Who Controls the Orbitals, Controls the World
When the Horvath came through, they announced their ownership of us by dropping rocks on three cities and gutting them. Since then, they’ve held Terra as their own personal fiefdom. With their control of the orbitals, there’s no way to win and Earth’s governments have accepted the status quo.
Live Free or Die
To free the world from the grip of the Horvath is going to take an unlikely hero. A hero unwilling to back down to alien or human governments, unwilling to live in slavery, and with enough hubris, if not stature, to think he can win.
Fortunately, there’s Tyler Vernon. And he has bigger plans than just getting rid of the Horvath.
Troy Rising is a book in three parts—Live Free or Die being the first part—detailing the freeing of Earth from alien conquerors, the first steps into space using off-world technologies and the creation of Troy, a thousand-trillion-ton battle station designed to secure the Solar System.
When I read it, I didn’t realize it was the first part of a trilogy, but when I got to the end of the book, it made sense. And the story was just getting started at the end of the book. I expected a book about an alien invasion and a war, and I got that. Ringo is never a disappointment. But it was also something else. He included a lot of hard science in the story, which I always like, and the war wasn’t a matter of just shooting each other but how earth caught up technology wise, despite being woefully behind the alien invaders.
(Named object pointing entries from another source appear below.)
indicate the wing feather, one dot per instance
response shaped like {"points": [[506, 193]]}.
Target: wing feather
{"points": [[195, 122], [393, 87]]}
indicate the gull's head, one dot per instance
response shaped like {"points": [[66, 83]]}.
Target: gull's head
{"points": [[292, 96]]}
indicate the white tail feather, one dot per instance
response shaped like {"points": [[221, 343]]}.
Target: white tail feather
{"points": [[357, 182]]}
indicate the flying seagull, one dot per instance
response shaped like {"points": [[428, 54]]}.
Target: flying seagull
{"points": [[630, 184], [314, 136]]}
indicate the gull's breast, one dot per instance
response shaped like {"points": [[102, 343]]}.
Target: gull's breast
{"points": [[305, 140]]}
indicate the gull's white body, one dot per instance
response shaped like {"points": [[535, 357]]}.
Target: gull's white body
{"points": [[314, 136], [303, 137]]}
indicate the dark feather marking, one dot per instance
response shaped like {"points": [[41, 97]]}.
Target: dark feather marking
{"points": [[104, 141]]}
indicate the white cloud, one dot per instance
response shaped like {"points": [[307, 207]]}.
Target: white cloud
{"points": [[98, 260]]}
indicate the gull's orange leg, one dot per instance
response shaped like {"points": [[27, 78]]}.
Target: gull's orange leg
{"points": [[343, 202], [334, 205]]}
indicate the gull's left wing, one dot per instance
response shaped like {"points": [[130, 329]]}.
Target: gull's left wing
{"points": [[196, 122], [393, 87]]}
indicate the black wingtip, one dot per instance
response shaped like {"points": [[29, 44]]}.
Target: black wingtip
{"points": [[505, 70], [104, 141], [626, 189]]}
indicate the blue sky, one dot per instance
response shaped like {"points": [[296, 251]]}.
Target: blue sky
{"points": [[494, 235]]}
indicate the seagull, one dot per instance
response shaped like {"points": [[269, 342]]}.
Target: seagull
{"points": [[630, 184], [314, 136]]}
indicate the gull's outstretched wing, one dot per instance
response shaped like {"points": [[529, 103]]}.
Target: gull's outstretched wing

What I didn’t like was the political bent of the story. I don’t know if this is a personal agenda, and I haven’t seen this show up in any of his other books, but there was a strong Social Darwinism bent to his stories. If you’ve ever read Ayn Rand’s Atlas Shrugged, you will recognize a lot of the philosophy that shows up here, which demonstrates an attitude that some people are more worthy than others, even when it comes to survival. I’ve seen other radical conservatism show up in science fiction before, especially in military science fiction, but this time it bothered me.
The story is interesting and fun, but because of the heavy hand when it came to Social Darwinism, I probably won’t read the rest of the series. Nevertheless, I give the series four out of five stars.